Public Employee Union Members Sue Oregon Over Cuts to Their Retirement Benefits

The lawsuit says Senate Bill 1049 violated a contract between public employers and public employees.

Nine public employees today filed a petition with the Oregon Supreme Court asking the court to review the retirement-benefit cuts in Senate Bill 1049, which lawmakers passed this year and Gov. Kate Brown signed into law on June 11.

The plaintiffs work for a broad range of employers, from the Molalla School District to Oregon Health & Sciences University.

Through their attorneys at the Bennett Hartman firm, the plaintiffs collectively argue that the new law illegally violates a contract they have with their employers.

"The plaintiffs and all PERS members accepted a job in good faith for a salary and benefits package, did the work they promised to do, and planned their futures based on the package they agreed to accept. Their service for public employers creates certain contract rights to retirement benefits. As the Oregon Supreme Court has ruled in the past, the State cannot breach the terms of those contractual promises," Aruna Masih, the lead attorney for the plaintiffs, said in a statement.

Lawmakers acted this session to cut retirement benefits in response to widespread concerns about the Oregon Public Employee Retirement System's $26 billion unfunded liability and in part to balance a new commercial activities tax which will raise billions of dollars in revenue.
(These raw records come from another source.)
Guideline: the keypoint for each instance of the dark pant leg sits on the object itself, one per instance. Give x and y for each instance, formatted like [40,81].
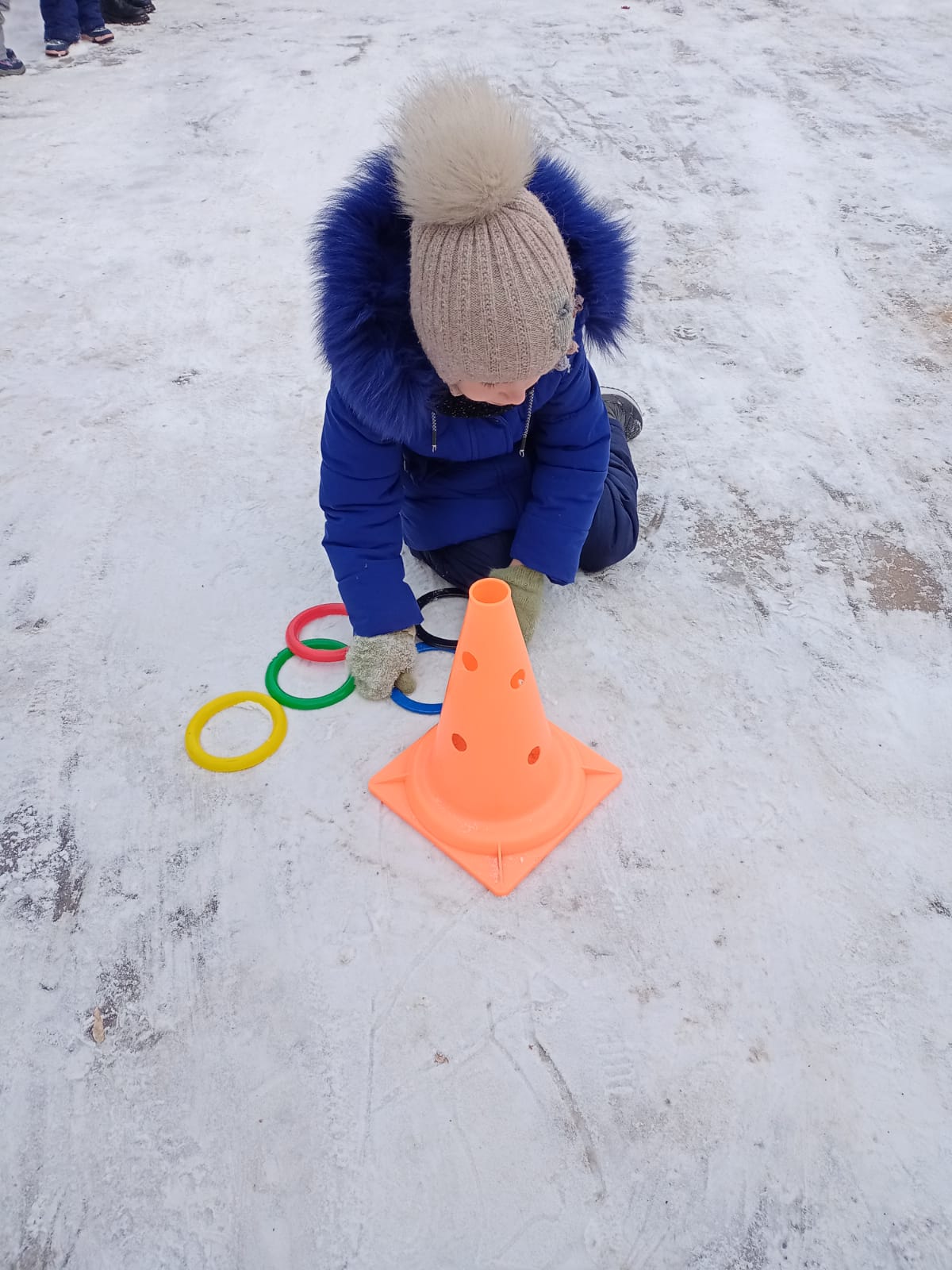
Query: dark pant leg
[60,19]
[90,14]
[615,529]
[466,563]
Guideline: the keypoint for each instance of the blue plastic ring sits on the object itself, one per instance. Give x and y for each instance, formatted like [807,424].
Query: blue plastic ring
[419,706]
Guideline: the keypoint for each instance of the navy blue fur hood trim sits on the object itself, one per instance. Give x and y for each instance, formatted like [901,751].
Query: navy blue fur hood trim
[361,264]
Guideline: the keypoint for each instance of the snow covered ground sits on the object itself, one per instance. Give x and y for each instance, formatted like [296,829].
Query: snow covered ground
[714,1030]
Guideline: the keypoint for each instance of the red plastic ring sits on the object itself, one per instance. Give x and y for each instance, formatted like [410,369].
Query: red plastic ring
[292,635]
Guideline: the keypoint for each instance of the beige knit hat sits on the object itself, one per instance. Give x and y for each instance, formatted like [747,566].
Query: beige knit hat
[492,289]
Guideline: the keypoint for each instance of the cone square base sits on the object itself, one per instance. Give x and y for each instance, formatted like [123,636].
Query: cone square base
[501,873]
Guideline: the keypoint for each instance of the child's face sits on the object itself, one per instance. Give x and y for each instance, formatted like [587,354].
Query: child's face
[494,394]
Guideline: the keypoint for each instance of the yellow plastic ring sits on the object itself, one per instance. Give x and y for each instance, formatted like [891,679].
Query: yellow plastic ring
[213,762]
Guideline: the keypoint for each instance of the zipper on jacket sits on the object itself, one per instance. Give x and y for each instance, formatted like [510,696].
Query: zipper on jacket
[528,421]
[524,436]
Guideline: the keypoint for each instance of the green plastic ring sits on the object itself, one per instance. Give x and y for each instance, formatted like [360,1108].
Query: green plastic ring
[329,698]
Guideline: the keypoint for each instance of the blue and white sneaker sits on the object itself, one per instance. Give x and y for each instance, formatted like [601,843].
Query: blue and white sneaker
[12,65]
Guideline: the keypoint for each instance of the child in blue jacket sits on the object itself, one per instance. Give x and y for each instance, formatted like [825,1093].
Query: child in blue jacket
[460,276]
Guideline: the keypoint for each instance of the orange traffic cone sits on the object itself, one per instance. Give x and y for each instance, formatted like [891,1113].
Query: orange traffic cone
[494,785]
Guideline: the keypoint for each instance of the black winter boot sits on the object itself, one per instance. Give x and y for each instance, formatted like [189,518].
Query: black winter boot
[124,13]
[625,410]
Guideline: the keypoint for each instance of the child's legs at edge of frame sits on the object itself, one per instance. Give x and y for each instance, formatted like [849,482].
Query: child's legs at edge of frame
[60,19]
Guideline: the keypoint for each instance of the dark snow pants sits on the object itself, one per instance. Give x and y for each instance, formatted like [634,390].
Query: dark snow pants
[67,19]
[612,537]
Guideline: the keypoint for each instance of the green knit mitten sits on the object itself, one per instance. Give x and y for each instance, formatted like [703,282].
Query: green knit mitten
[527,587]
[378,662]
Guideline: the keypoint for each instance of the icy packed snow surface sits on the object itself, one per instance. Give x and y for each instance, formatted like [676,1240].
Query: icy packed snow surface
[714,1030]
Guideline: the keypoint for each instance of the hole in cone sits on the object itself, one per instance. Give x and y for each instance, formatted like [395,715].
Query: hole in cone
[489,591]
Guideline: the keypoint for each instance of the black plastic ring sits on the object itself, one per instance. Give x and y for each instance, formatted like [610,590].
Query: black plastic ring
[446,594]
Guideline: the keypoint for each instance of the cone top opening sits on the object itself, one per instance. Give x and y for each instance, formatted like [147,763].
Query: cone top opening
[489,591]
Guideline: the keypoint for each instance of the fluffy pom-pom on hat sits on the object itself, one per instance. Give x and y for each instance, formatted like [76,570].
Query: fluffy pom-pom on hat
[463,152]
[492,287]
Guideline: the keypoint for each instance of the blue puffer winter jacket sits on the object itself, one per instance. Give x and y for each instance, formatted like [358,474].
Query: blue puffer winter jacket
[389,474]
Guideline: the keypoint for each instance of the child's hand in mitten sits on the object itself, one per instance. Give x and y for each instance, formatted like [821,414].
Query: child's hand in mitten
[527,587]
[380,662]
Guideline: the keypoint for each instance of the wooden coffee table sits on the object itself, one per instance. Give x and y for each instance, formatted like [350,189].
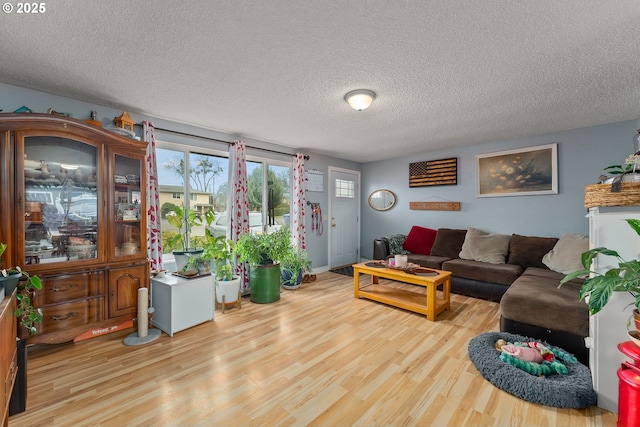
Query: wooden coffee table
[430,304]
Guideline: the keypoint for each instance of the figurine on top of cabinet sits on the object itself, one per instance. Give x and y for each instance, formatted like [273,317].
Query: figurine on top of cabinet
[124,121]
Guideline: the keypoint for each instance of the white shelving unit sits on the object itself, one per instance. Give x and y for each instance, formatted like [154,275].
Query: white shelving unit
[181,303]
[608,228]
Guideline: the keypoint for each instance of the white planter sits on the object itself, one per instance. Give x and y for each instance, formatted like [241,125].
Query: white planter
[227,292]
[182,257]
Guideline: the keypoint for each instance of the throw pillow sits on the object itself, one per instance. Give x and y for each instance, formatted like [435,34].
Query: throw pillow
[448,242]
[395,243]
[485,247]
[528,251]
[420,240]
[566,255]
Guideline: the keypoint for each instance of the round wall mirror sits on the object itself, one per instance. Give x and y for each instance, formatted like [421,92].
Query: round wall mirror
[382,200]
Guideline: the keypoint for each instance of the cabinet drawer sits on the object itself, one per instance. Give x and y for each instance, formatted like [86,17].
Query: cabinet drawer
[68,287]
[64,316]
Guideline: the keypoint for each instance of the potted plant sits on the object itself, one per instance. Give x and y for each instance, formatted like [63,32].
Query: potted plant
[27,285]
[263,252]
[187,258]
[293,264]
[220,251]
[598,287]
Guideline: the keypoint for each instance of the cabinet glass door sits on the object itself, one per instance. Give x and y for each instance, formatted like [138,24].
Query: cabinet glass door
[128,217]
[61,200]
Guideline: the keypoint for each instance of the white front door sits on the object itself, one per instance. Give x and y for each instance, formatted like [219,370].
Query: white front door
[344,219]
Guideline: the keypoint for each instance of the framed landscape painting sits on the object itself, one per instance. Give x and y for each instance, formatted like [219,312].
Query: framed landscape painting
[520,172]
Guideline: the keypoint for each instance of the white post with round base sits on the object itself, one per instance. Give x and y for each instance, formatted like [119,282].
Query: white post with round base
[144,334]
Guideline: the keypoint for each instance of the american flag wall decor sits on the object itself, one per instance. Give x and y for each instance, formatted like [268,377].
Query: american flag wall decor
[434,172]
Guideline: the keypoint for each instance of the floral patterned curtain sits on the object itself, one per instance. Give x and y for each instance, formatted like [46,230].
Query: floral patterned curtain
[154,232]
[297,217]
[238,203]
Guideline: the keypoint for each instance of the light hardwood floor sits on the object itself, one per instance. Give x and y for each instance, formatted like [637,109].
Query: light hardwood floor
[317,357]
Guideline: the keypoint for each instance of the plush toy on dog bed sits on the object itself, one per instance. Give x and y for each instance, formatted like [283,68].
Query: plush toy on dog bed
[534,357]
[572,389]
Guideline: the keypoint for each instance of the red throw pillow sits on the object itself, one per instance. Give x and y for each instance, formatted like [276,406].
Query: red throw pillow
[420,240]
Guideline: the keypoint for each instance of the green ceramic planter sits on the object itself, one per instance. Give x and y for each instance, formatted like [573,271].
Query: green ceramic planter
[265,283]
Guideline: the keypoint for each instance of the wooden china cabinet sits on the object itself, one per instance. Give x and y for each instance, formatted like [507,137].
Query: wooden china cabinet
[73,211]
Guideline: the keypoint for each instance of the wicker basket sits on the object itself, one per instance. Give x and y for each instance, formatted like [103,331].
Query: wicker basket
[601,195]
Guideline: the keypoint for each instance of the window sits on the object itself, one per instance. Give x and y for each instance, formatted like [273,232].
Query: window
[345,188]
[206,172]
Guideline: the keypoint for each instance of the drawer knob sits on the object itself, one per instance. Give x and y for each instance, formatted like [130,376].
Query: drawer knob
[68,316]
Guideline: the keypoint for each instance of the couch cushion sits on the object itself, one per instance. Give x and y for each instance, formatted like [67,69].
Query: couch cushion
[566,255]
[503,274]
[428,261]
[528,251]
[485,247]
[419,240]
[448,242]
[535,299]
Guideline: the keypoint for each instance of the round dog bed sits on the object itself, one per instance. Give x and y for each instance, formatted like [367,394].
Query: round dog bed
[573,390]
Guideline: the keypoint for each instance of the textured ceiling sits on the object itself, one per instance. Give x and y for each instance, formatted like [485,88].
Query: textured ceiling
[447,73]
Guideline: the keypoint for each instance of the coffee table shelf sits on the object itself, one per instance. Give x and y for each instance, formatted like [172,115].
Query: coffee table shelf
[430,304]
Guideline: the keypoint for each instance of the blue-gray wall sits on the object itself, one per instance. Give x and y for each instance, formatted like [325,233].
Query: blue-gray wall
[12,98]
[582,156]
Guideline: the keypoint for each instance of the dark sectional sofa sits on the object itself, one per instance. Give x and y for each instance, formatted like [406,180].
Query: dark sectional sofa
[513,270]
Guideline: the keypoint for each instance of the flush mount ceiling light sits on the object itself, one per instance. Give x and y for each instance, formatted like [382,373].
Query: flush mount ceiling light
[360,99]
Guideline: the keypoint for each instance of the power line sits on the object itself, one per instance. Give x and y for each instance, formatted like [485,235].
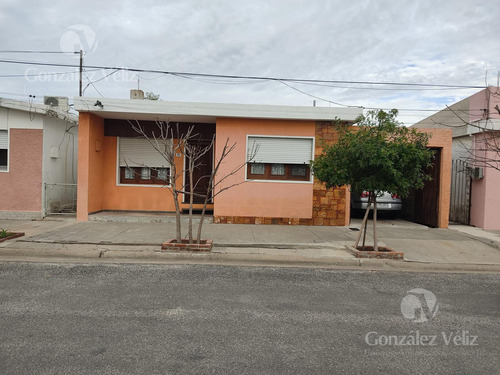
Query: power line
[38,52]
[227,76]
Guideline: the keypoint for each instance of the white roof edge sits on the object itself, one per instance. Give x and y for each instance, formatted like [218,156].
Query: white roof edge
[38,108]
[149,107]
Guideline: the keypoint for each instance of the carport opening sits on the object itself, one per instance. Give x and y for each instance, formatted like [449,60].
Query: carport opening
[422,206]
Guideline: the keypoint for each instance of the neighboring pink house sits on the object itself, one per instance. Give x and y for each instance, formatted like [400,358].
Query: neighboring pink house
[476,141]
[37,148]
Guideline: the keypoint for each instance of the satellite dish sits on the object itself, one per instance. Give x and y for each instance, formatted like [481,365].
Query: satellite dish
[50,100]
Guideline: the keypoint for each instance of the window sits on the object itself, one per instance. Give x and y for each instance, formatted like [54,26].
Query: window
[279,158]
[140,163]
[4,150]
[145,176]
[290,172]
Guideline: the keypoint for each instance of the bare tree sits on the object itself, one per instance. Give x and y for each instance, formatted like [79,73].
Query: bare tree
[169,141]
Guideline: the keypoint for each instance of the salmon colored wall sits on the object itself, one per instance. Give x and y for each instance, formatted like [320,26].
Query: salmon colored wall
[90,164]
[133,198]
[21,187]
[485,200]
[98,187]
[442,138]
[260,199]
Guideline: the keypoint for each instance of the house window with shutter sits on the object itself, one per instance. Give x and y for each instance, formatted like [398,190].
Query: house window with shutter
[4,150]
[279,158]
[140,163]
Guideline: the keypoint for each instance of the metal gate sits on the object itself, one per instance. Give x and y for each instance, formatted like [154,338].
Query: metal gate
[460,192]
[60,199]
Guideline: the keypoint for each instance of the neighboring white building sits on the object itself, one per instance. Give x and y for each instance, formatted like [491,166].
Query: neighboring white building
[475,121]
[38,148]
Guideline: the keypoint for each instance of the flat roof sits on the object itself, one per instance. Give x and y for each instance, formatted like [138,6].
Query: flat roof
[42,109]
[138,109]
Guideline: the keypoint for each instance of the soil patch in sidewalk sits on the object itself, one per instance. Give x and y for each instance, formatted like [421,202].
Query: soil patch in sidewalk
[383,252]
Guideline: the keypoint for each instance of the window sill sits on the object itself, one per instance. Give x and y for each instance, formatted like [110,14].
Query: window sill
[143,185]
[280,181]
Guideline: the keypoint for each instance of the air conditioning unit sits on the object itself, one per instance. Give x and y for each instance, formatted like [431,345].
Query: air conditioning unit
[59,102]
[477,173]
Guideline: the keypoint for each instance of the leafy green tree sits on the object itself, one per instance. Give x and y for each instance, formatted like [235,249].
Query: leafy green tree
[377,155]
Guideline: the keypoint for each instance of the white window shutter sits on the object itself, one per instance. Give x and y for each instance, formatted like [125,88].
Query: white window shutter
[280,150]
[4,139]
[139,152]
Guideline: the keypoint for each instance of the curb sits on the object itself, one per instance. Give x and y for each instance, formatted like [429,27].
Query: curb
[147,254]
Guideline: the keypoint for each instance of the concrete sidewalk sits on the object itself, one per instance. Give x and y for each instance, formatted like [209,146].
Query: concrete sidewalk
[457,248]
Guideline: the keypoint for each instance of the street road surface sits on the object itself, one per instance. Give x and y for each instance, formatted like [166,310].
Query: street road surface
[195,319]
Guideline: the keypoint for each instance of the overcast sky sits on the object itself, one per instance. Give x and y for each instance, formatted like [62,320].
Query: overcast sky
[453,42]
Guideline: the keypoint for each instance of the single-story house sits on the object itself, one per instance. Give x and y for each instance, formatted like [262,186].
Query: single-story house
[277,187]
[475,122]
[38,149]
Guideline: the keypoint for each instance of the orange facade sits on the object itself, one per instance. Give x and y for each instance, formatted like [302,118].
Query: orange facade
[259,202]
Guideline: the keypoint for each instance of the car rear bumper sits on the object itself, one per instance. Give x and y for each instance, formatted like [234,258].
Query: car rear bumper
[382,206]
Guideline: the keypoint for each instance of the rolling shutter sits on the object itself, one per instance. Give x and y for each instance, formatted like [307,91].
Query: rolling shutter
[4,140]
[138,152]
[280,150]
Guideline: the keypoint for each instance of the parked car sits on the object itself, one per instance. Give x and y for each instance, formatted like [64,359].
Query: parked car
[385,201]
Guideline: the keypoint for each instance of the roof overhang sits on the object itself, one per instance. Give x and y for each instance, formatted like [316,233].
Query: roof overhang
[41,109]
[136,109]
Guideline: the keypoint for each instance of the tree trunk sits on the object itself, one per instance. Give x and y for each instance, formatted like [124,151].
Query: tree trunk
[178,234]
[375,243]
[363,225]
[191,198]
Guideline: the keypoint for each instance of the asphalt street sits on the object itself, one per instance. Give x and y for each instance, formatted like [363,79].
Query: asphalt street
[194,319]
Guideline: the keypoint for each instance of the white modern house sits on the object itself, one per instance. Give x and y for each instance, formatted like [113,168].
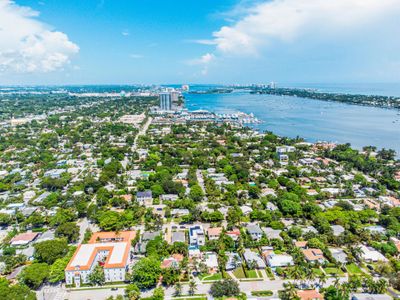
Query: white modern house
[109,250]
[196,236]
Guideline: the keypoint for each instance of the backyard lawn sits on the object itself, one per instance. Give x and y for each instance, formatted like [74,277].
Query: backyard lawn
[252,274]
[353,269]
[239,273]
[317,272]
[333,271]
[216,276]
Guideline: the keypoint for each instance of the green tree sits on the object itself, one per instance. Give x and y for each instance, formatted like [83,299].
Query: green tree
[178,289]
[146,272]
[68,230]
[15,291]
[196,193]
[57,270]
[96,277]
[226,287]
[49,251]
[35,274]
[192,287]
[132,292]
[158,294]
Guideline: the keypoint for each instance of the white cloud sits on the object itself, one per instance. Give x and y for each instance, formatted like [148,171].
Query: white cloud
[136,56]
[203,61]
[28,45]
[290,20]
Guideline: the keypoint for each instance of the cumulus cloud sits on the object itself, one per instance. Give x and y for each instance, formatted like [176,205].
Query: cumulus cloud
[203,61]
[287,21]
[28,45]
[136,56]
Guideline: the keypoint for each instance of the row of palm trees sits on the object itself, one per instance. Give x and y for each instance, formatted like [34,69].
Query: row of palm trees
[179,288]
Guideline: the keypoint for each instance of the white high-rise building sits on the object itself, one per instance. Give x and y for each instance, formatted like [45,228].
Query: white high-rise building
[165,101]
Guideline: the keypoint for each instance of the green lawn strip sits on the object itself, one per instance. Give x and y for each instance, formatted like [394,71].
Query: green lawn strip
[216,276]
[270,274]
[317,271]
[353,269]
[252,274]
[265,293]
[333,271]
[239,273]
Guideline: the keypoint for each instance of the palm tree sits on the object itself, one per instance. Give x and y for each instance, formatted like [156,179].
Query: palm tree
[356,251]
[289,291]
[296,273]
[192,287]
[178,288]
[322,278]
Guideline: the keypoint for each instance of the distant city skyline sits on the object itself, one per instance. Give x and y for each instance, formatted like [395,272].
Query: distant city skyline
[50,42]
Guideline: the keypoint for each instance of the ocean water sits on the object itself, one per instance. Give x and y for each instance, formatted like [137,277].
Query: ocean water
[313,120]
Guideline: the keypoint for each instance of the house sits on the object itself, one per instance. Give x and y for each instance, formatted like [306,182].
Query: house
[234,234]
[253,259]
[271,207]
[172,261]
[196,235]
[376,229]
[285,149]
[178,212]
[337,230]
[246,210]
[54,173]
[272,233]
[144,198]
[178,236]
[211,261]
[42,197]
[365,296]
[46,236]
[169,197]
[234,261]
[308,229]
[255,232]
[214,233]
[23,239]
[146,237]
[309,295]
[279,260]
[339,255]
[314,255]
[111,250]
[369,254]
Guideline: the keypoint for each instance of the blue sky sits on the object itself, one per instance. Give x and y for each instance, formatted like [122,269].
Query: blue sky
[207,41]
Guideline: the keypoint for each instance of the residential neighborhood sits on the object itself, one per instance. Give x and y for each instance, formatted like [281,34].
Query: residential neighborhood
[115,198]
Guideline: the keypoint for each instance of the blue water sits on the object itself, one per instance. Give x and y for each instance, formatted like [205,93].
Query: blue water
[313,120]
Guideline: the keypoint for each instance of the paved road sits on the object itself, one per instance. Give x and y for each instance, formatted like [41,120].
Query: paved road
[202,288]
[142,131]
[83,225]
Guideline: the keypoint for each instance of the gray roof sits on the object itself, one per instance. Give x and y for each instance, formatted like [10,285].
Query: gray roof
[178,236]
[252,256]
[145,194]
[364,296]
[272,233]
[254,229]
[147,236]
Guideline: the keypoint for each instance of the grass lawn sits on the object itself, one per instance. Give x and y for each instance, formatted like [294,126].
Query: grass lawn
[216,276]
[353,269]
[317,271]
[193,298]
[239,273]
[333,271]
[270,274]
[252,274]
Public employees have noted that about 70 percent of the unfunded liability is owed to employees who have already retired.

In two previous instances in which lawmakers tried to cut public employee retirement benefits, the Supreme Court struck down much of the savings to employers. Bennett Hartman represented employees in both cases.

One of the key rulings was that lawmakers cannot rescind money promised to retirees. That means the weight of any proposed cuts falls disproportionately on current employees, most of whom are accruing benefits that are already less generous than their predecessors.

The cuts in Senate Bill 1049 affect what's called employees' Individual Account Programs (IAPs). Currently, many public employers pay an amount equal to 6 percent of employees' salaries into an IAP. Under 1049, part of that 6 percent (the amount varies depending on when an employee was hired) will instead be put toward paying down the unfunded liability.

The state estimates the changes could cost most of current employees 7 percent to 12.5 percent of their previously expected IAP totals. That potential loss is the basis for the legal action.

The lawsuit says the reduction in employees' IAPs  "constitute a "taking" of petitioners' protected property interests.

"The legislature took these amounts to lower the overall obligation of employers with regard to liability attributable to service already performed and/or primarily for other employees (i.e., retirees and inactive members). Petitioners have not received just compensation for the taking of their property interests."

The state does not comment on pending litigation.